Quizá podrían creer que serviría de escarmiento… nada más lejos. Un abogado acaba de denunciar a 11 pueblos de toda España por mantener nombres franquistas argumentando que incitan al odio y no respetan la Ley de la Memoria Histórica.  Seamos sensatos de una vez y si queremos curar esta herida que sea de verdad.
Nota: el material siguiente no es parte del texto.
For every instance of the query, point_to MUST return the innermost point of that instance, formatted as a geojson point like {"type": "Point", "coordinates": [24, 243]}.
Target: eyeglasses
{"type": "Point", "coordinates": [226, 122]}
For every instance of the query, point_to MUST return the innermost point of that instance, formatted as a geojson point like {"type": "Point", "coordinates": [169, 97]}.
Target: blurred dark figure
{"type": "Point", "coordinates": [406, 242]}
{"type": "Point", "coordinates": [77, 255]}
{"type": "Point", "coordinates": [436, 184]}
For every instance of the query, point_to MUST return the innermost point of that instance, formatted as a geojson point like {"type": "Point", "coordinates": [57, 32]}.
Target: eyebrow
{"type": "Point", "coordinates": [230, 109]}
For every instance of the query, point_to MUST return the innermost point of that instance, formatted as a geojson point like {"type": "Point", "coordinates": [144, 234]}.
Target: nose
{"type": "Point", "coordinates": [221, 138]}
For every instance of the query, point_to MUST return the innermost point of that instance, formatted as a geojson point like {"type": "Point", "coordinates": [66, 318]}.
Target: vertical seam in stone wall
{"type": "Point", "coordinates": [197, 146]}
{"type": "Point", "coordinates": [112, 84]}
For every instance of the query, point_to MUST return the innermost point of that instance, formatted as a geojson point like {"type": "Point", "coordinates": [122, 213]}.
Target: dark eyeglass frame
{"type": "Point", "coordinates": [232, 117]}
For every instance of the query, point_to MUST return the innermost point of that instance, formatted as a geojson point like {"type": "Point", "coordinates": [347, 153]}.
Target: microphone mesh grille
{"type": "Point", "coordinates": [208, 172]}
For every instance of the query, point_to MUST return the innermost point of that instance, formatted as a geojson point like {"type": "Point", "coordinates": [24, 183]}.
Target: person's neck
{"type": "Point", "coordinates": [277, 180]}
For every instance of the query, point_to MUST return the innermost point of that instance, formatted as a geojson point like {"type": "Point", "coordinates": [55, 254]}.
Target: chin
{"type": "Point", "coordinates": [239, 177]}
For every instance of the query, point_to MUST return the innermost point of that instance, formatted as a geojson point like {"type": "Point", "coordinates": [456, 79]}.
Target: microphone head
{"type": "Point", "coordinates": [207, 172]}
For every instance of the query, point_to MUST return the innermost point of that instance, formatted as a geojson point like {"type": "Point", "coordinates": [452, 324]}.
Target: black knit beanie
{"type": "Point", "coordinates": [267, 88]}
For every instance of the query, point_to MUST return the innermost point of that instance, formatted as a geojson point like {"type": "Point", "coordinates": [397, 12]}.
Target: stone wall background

No dudo que sea conveniente cambiar nombres de algunas calles que enaltecen asesinos y antidemócratas. No dudo que quizá fuera pertinente renombrar localidades que recuerdan un pasado trágico y macabro. Pero no volvamos a construir el polideportivo en un barrio sin vecinos. Todo a su tiempo. La estética de la reconciliación debería ser el último paso y no el primero. A veces coincide lo urgente con lo importante, y paradójicamente lo urgente e importante es en este caso también lo olvidado.

Puede que escuezan los nombres… pero seguro que duele más profundo no tener lápidas a las que llorar, no haber podido enterrar familiares. Según una investigación avalada por la Audiencia Nacional todavía hay 113.000 desparecidos civiles en España. Están en cunetas o en bosques de donde con un trabajo ímprobo y casi siempre desamparado solo han podido exhumarse 6.300 cuerpos. Ese es el verdadero drama de la historia reciente de este país. La Guerra Civil no ha terminado, sigue viva en las tumbas vacías y en fosas comunes repletas de amontonados huesos anónimos. En las espinas en el alma con las que murieron cientos de hijas, mujeres, sobrinos o nietos que vieron como las décadas de democracia no sirvieron para hacer un esfuerzo de país que cosiera las heridas y encontrara a sus seres queridos.

No me importa cómo se llame mi avenida mientras se desconozca donde están más de 100 mil españoles. No me hablen de sesudos debates sobre quien merece o no un homenaje mientras seamos incapaces de cerrar para siempre nuestro trago más amargo. Me avergüenza que los rojos y azules sigan tan presentes en nuestro inconsciente. Queda una reconciliación pendiente.

Seguir negando a tanta gente el derecho a tener un lugar de recuerdo, un búcaro donde dejar flores frescas, es el fracaso más dramático de nuestra democracia.